Fix sandbox cleanup on failed rollout groups by rasdani · Pull Request #1412 · PrimeIntellect-ai/verifiers

rasdani · 2026-05-19T01:02:51Z

Summary

Fixes the sandbox lifecycle hole behind the SWE sandbox leak/churn incident: sandbox-backed rollouts can finish their env-side cleanup with keep_sandbox_for_scoring=True, leave deletion deferred to rubric cleanup, and then skip that rubric cleanup if grouped rollout gather/scoring fails or is cancelled.

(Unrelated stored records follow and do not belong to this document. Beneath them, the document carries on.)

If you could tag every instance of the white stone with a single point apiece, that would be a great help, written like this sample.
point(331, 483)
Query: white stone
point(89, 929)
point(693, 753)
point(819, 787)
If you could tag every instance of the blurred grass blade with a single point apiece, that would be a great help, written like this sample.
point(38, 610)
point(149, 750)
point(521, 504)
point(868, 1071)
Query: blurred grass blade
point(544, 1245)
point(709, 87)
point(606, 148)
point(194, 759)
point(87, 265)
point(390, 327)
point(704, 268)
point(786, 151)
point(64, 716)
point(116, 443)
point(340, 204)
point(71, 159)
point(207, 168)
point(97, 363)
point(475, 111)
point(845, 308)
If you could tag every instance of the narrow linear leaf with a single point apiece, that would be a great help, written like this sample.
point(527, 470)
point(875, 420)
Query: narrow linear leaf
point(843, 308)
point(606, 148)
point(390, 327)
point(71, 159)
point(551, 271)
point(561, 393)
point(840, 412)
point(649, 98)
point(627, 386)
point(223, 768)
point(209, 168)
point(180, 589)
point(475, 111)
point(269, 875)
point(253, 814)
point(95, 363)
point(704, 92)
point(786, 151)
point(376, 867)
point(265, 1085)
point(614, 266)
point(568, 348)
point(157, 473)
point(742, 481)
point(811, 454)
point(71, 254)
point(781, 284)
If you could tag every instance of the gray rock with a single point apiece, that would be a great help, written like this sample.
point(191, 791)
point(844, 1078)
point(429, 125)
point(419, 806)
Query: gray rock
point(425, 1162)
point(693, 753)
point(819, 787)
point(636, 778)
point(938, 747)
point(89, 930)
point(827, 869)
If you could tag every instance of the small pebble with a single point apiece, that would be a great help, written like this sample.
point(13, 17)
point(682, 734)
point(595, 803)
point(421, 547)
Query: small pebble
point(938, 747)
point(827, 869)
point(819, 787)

This patch makes the cleanup path fail-safe:

Run rubric cleanup in finally for single-rollout and grouped scoring paths.
When grouped rollout gather fails, cancel pending sibling rollouts and cleanup any sibling states that already completed.
Continue environment/rubric/rubric-group cleanup after an earlier cleanup handler fails, then re-raise the first cleanup error after all cleanup handlers have had a chance to run.
Ensure CliAgentEnv.destroy_sandbox() still deletes the sandbox if post_rollout() fails before it can defer scoring cleanup.
For SWE taskset rubrics, skip sandbox test/scoring work when the rollout already has any error, including model/inference errors such as no-worker/no-available-worker failures, and log sandbox delete failures instead of silently swallowing them.

Leak Mechanism

SWE/composable rollouts create the sandbox during CliAgentEnv.setup_state() via SandboxMixin.create_sandbox(). For SWE scoring, CliAgentEnv.destroy_sandbox() defers deletion when keep_sandbox_for_scoring=True, so the taskset rubric can run tests and then delete the sandbox in rubric cleanup.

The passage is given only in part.